There are tons of things still to be said about the subject, especially regarding error checking and reporting. And the small, but enthusiastic communities around newLisp and picoLisp as well as the thriving Emacs Lisp community demonstrates that despite academic discussion, even issues of lexical or dynamic scope is far from resolved.

Further reading might entail getting one's head around syntax-parse a special form implemented in Racket and (partially) in Clojure, which is meant to make writing hygienic (and selectively unhygienic) macros both easy to write and easy to make provide useful, informative error messages. You could also check out Kernel, which is an experimental Lisp which tries to address all of these issues with tons of dollar signs and abstraction.

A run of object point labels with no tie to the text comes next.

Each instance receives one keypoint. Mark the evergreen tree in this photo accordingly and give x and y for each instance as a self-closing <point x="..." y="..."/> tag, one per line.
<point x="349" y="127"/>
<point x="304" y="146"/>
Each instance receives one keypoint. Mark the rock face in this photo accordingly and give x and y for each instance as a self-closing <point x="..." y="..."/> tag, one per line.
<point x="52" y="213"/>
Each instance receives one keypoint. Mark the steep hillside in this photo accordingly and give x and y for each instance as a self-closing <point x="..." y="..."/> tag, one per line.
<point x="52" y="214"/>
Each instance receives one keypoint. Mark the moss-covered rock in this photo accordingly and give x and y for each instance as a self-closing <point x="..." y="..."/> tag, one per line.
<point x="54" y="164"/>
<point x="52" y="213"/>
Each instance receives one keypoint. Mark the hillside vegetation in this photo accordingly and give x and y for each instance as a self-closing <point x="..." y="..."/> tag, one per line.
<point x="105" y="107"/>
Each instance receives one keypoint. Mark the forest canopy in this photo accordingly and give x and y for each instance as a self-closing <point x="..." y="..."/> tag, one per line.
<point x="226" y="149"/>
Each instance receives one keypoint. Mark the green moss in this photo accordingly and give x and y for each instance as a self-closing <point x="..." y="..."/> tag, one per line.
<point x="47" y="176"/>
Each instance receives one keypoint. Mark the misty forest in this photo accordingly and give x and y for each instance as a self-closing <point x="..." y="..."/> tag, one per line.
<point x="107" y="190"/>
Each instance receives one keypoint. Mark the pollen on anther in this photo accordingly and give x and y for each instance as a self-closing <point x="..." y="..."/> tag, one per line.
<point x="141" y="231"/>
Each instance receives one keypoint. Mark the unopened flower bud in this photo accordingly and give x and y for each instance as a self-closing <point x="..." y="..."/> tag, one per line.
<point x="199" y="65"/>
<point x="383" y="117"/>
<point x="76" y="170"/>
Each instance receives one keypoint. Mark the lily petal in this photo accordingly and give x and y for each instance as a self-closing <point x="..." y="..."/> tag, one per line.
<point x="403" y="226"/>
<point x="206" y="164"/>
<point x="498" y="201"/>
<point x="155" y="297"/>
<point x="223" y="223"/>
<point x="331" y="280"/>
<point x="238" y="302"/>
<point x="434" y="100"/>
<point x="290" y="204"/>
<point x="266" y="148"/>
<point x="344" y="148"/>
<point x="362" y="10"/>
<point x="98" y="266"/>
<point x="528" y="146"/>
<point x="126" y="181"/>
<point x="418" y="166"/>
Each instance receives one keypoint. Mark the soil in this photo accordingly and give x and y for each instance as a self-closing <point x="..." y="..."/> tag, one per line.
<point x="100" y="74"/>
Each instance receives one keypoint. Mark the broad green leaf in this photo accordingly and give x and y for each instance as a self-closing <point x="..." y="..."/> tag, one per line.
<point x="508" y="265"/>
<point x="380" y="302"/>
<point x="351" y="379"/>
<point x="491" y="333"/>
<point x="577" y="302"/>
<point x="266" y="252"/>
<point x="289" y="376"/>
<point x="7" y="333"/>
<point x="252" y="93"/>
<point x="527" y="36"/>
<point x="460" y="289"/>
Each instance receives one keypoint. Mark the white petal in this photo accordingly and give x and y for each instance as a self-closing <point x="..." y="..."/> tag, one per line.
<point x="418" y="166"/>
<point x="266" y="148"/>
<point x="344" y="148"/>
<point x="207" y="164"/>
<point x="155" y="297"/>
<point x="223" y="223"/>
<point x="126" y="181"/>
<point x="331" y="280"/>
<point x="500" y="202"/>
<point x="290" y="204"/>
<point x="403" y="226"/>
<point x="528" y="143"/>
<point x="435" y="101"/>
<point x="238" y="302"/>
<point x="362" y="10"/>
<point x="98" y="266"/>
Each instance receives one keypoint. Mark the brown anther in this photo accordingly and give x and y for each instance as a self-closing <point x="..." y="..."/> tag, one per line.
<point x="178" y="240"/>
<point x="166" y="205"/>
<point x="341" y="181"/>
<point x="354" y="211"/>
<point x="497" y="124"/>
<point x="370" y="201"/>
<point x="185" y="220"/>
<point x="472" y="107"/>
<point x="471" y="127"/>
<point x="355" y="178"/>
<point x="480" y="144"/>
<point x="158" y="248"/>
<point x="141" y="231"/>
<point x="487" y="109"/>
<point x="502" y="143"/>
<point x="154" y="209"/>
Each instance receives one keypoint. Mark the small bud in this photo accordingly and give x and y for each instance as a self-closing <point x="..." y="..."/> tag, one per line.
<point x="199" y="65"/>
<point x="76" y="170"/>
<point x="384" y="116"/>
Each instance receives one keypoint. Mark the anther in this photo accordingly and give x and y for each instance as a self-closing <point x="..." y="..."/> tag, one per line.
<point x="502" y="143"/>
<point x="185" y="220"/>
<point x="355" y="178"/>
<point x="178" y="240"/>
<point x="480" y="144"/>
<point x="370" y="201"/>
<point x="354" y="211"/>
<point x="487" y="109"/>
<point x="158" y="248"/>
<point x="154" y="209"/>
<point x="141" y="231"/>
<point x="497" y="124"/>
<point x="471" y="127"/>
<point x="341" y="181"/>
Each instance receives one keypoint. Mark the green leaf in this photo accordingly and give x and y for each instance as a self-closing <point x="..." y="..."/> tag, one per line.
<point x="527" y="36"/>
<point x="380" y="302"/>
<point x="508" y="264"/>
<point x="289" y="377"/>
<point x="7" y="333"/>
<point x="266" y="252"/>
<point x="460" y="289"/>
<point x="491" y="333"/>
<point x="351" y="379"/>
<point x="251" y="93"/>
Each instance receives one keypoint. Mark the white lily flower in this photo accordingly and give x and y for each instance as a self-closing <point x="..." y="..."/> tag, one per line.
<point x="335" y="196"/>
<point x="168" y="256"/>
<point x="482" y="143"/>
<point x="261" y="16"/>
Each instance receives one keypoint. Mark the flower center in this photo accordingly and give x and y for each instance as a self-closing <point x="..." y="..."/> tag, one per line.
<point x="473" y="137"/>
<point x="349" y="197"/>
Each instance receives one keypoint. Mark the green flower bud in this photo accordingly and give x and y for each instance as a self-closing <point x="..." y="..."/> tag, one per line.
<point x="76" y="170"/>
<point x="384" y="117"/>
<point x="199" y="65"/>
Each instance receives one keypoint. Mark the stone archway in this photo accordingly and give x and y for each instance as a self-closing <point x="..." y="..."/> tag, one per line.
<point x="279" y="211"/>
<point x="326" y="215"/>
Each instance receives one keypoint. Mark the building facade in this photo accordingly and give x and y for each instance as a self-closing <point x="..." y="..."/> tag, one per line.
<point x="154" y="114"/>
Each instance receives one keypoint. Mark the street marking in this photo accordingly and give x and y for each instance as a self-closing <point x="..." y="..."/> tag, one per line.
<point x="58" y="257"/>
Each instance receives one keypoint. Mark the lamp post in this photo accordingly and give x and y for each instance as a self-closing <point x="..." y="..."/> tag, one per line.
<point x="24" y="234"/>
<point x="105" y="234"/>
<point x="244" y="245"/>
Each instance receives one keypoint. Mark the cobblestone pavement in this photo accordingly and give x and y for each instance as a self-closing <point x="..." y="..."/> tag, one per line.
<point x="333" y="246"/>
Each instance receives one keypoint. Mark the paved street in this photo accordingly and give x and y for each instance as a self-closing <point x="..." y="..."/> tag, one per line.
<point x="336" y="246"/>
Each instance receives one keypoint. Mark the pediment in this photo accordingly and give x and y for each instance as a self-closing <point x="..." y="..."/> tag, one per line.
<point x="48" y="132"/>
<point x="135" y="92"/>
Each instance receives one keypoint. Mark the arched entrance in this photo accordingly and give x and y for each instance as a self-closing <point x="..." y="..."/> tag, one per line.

As always, I hope this has been useful to someone other than myself!

Back Matter

If all you care about is Lisp, then we've reached the end of this series on syntax. However, discussions with a reader, Dru Nelson, compel me to mention The Factor Language as something of a conceptual digestif. Factor is a concatenative language which has many similarities with Lisp, which puts it in the odd category of being more Lispy than Lisp in many respects.

Factor, for programmers unfamiliar with concatenative languages, in its ordinary operation, does not have variables: values are passed between subroutines (called "words") on a data stack. I strongly encourage readers to download Factor and give it a spin - I find writing Factor programs to be delightful mental calisthenics. Here is how you calculate (3 + 13) * 6 in Factor:

( scratchpad ) 3 13 + 6 *

--- Data stack:
96

A Factor program is, apparently, a flat list of "words" with data flow handled implicitly. What is the equivalent of a "lambda" expression in such an exotic language? Well, its just a list! Since there are no named things except for words, a list of the words (and literals, which can be thought of as words which "push" themselves onto the stack) which make up a subroutine is all you need or can have. In Factor, code really is data and execution of that code is even simpler than it is in dynamically scoped languages. You can't even make the common mistakes of dynamical languages respecting variable binding because, well, you don't have variables. You don't need to write Macros, such as we have them in Lisp, in Factor, because your functions are free to shuffle around, decompose, build and partially evaluate quotations to their heart's content2.

Factor goes one step further towards simplicity than even picoLisp - it completely eliminates variables, and as such, data becomes even closer to code than it is in that language.

More Lispy than Lisp indeed!


1 I'm pretty sure that syntax, as (essentially) a wrapper for data, is a monad, but that is definitely another story.

2 Factor actually requires that quotations have infer-able stack-effects, which places limitations on them in practice (surprisingly few, though!)

2 comments:

R.M. Loveland said...

Thanks for writing these essays, and this one in particular. It's the most comprehensible explanation of Scheme's pattern-matching I've found. Very nice that you provided examples for the reader, some of us learn best that way.

J.V. Toups said...

Thanks for the comment - it is always good to hear people are reading this stuff. If you are the same RM Loveland who authors science fiction, you might be interested in another project of mine: Subluminal, which is a science fiction epic in rhyming verse that I am writing.